Penélope Cruz Bio
Penélope Cruz Sánchez, born 28 April 1974, is a Spanish actress whose career spans Spanish and English-language films. Prolific across both industries, her accolades include an Academy Award, a BAFTA Award, a David di Donatello, and three Goya Awards. She is the only Spanish actress to have won an Academy Award and to have received a star on the Hollywood Walk of Fame.
Cruz first gained attention in her native Spain during the early 1990s before expanding into Hollywood. She is widely recognized for her long-running collaborations with director Pedro Almodóvar, and she later earned global praise for her work with directors such as Woody Allen and Asghar Farhadi. Beyond film, she has built a parallel career as a fashion model and global ambassador for major brands.
Early Life and Background
Penélope Cruz was born on 28 April 1974 in Alcobendas, a town in the province of Madrid, Spain. Her mother, Encarna Sánchez, was an Andalusian hairdresser and personal manager, while her father, Eduardo Cruz, was an Extremaduran retailer and car mechanic. She has two siblings: a younger sister, Mónica Cruz, who is also an actress, and a brother, Eduardo, who became a singer. She also has a paternal half-sister named Salma. Cruz was raised Roman Catholic and spent long hours at her grandmother’s apartment while growing up in Alcobendas, later describing her childhood as happy.

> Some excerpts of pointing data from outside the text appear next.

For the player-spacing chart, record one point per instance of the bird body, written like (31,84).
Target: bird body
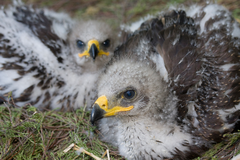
(40,57)
(172,90)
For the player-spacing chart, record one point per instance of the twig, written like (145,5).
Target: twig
(86,152)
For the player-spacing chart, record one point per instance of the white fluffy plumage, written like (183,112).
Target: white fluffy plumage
(172,90)
(39,57)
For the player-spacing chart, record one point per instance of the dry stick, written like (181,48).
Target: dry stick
(86,152)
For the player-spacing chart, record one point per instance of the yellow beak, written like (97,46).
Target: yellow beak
(93,50)
(101,109)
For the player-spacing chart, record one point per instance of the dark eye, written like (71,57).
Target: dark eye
(106,43)
(129,94)
(80,44)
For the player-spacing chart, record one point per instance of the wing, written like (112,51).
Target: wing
(203,70)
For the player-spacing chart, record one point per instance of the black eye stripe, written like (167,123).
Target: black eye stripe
(129,94)
(80,44)
(106,43)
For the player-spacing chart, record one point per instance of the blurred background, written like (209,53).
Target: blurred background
(117,12)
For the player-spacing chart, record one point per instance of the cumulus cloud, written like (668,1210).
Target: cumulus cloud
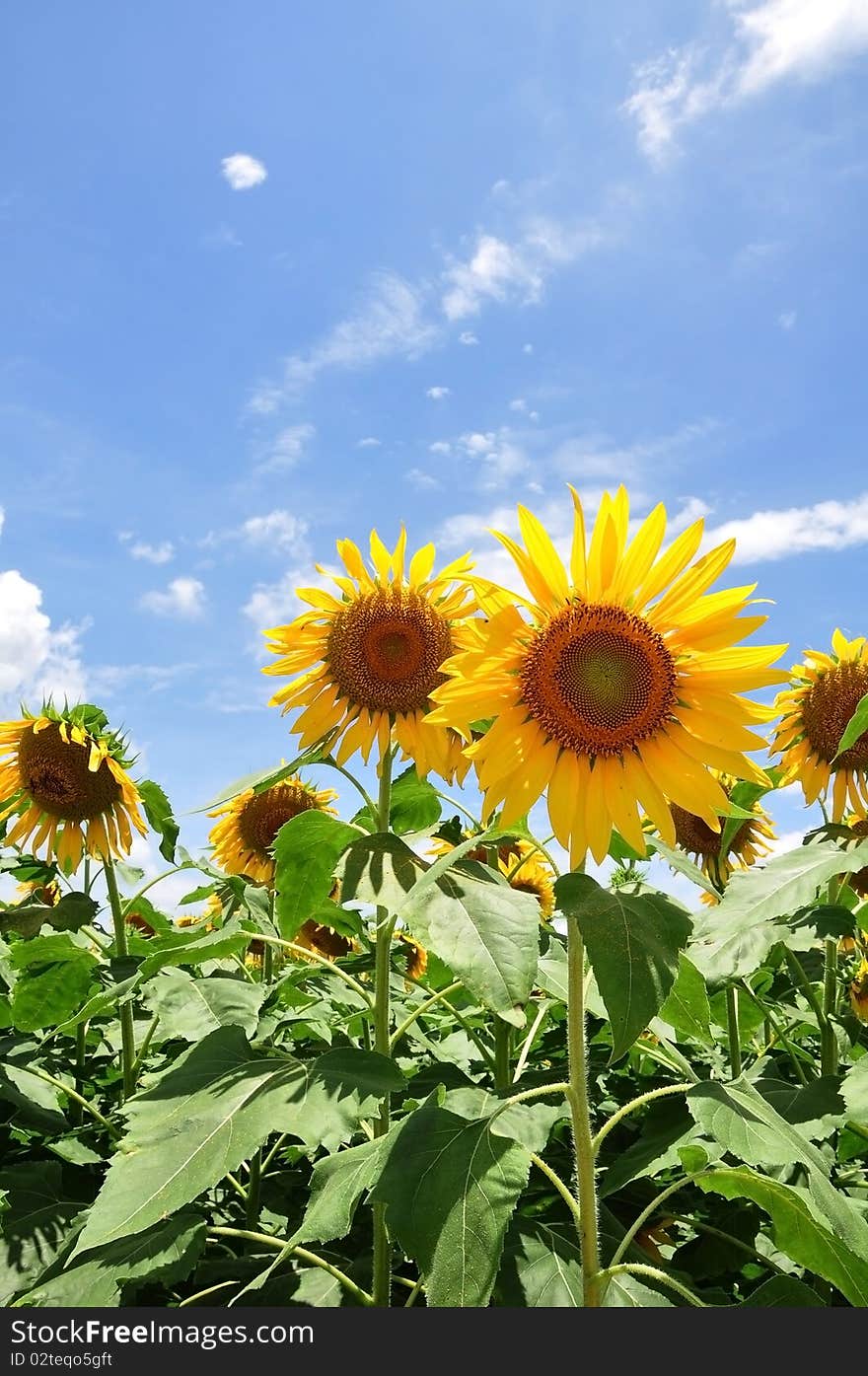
(795,530)
(763,44)
(181,599)
(243,171)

From an early age, Cruz focused on dance, training in classical ballet for nine years at Spain’s National Conservatory. She completed three years of Spanish ballet and four years of theatre at Cristina Rota’s school, an experience she often credited with giving her the discipline that proved essential to her later acting career. As a child, she enjoyed pretending to be different characters while playing with friends, an early sign of her future calling.

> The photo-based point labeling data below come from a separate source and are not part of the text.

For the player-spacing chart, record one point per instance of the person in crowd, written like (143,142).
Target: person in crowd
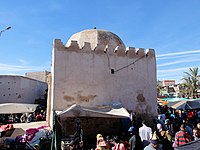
(145,133)
(23,118)
(182,137)
(188,127)
(154,145)
(109,144)
(135,140)
(117,144)
(164,137)
(101,143)
(196,135)
(198,127)
(30,117)
(38,117)
(169,126)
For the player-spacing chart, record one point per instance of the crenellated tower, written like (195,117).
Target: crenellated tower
(94,68)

As a teenager, Cruz became interested in acting after watching Pedro Almodóvar’s film Tie Me Up! Tie Me Down! (1990). She began attending casting calls, though an agent initially rejected her several times for being too young. Persistent, she returned repeatedly until, in 1989 at the age of fifteen, she won an audition at a talent agency where more than 300 other candidates had applied. That same year, her father bought a Betamax machine so the family could watch films at home, which deepened her love of cinema. Her father, Eduardo, passed away in 2015 at the age of 62 from a heart attack.
Path to Acting
Cruz made her acting debut in 1989 in the music video for the Spanish pop group Mecano’s song “La Fuerza del Destino.” Between 1990 and 1991, she hosted La Quinta Marcha, a Spanish Telecinco talk show hosted by and aimed at teenagers. In 1991, she made her feature film debut as the lead in the comedy-drama Jamón Jamón, where her portrayal of Silvia, a young expectant mother, earned her a Goya Award nomination for Best Actress and a Spanish Actors Union Newcomer Award. That same year, she appeared in the Academy Award-winning Belle Époque, establishing her as a versatile young performer.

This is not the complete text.